Over the next years, a tremendous number of sensors will be installed in our
environment. More and more data is continuously delivered from these devices
as a stream. In general, a large number of streams are required to provide the
desired information and each of the streams outputs a large number of data items.
Ideally, users pose ad-hoc queries on streams, similar to a traditional DBMS.
There are however fundamental differences: a query runs until the user explicitly
stops it and, streaming data items are generally valid for a short period of
time only. This leads to a substantial change in query processing. Therefore,
systems for streams are primarily designed for the management of queries, of
which there might be millions running simultaneously, whereas data items of
the streams are kept in the system only temporarily.
Our research group addresses the following issues in stream processing:
We have addressed these research issues in a project called PIPES and use them in a new challenging applications for monitoring mission-critical infrastructures like in our ACCEPT project that is currently supported by Bundesministerium für Bildung und Forschung (BMBF).
Though database systems are considered as a mature technology, there are still research challenges due to new demanding applications. The efficient processing of joins has been a big issue for long, but surprisingly very little work has been done for supporting complex join predicates like similarity. Similarity joins are important when users are interested in the integration of different data sources. Another application of a similarity join arises in the context of data mining to detect similar patterns. We are very much interested in efficiently supporting such unusual joins, particularly for the cases when the input consists of more than two relations and the output is produced progressively.
One of the subjects we are very well known for is the area of index-structures. Our R*-tree and MVBT are index-structures that are already available in commercial systems such as Oracle. For many years we have been studying the design and evaluation of heuristics for improving the R*-tree. Moreover, bulk-operations like loading a tree from a given set of objects have been an important topic to our research group. Indexing and storing XML-data is also a subject we are working on. One major focus has been on native storage structures for XML and supporting bulk-loading on our XML-storage.
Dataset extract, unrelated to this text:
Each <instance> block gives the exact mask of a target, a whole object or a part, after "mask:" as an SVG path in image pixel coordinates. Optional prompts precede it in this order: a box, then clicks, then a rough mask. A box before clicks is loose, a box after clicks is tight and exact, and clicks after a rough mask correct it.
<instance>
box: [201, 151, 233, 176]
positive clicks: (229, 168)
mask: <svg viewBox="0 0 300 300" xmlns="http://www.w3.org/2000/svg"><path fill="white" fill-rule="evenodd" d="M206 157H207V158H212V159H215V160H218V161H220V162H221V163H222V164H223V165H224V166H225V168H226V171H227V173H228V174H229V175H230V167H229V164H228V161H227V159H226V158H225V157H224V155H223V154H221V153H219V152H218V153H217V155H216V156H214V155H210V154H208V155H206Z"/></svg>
Recently, we have extended our studies to new fields of applications like preference databases and demanding new technologies, for example location-based services and peer-to-peer systems.
Though researchers in the database area are often interested in the development
of a prototype database system, we followed a different approach and have developed
a library called XXL, which may of course very well serve as a platform for
building database systems. XXL provides the query processing functionality required
for a database system like a set of demand-driven operators, a rich collection
of index-structures, and a rule-based optimizer. It supports processing of both,
relational and XML data. All the packages of XXL come with a full documentation
and therefore, people outside of our group are able to quickly familiarize with
the functionality of XXL. It is very important to us that we generally use XXL
to implement new techniques presented in our research papers. There is reference
implementation available in XXL that allow for quick experimental comparison,
for example. We found that XXL improves quality and speed of our coding, when
implementing new ideas, since it provides a rich infrastructure of low- and
high-level components. XXL is a live library where new functionality is continuously
added. The library is publicly available under GNU LGPL.